Millebolle
Salviati,
2000
A thousand bubbles of light and memory.
For centuries, Venice has nurtured the world’s most skilled glassmakers, where mastery and intuition pass through generations like whispered secrets. Within this lineage emerged Millebolle, a collection for Salviati whose name means “a thousand bubbles.” The project captures glass’s poetic fragility and the discipline shaping it, transforming air and transparency into something tactile, luminous, and enduring.
Millebolle also began a lasting collaboration between Luca Nichetto and Salviati. In 1999, while studying at IUAV University in Venice, he met art director Simon Moore. Selling sketches to fund his studies, he was invited to intern at Salviati, learning alongside Murano’s master glassblowers. From mentorship and experimentation, Millebolle emerged as his first professional design.

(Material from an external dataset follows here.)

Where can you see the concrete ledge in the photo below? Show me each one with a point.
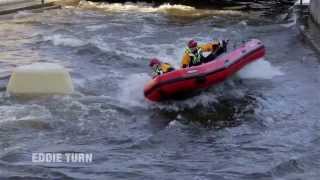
(29, 7)
(311, 32)
(13, 6)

Each vase is crafted through a complex process in which large air bubbles are carefully trapped within molten glass. The artisan must maintain perfect timing and control so the bubbles remain suspended, forming the textured surface that defines every piece. Produced in three sizes, each vase holds its own constellation of air, transforming invisibility into shimmering depth.
Millebolle expresses the harmony between technique and intuition central to Venetian glassmaking. More than two decades later, it remains in Salviati’s catalogue, a testament to craftsmanship and memory. From its first suspended bubbles onward, it reflects how mastery and imagination can unite to create objects that feel timeless, delicate, and alive.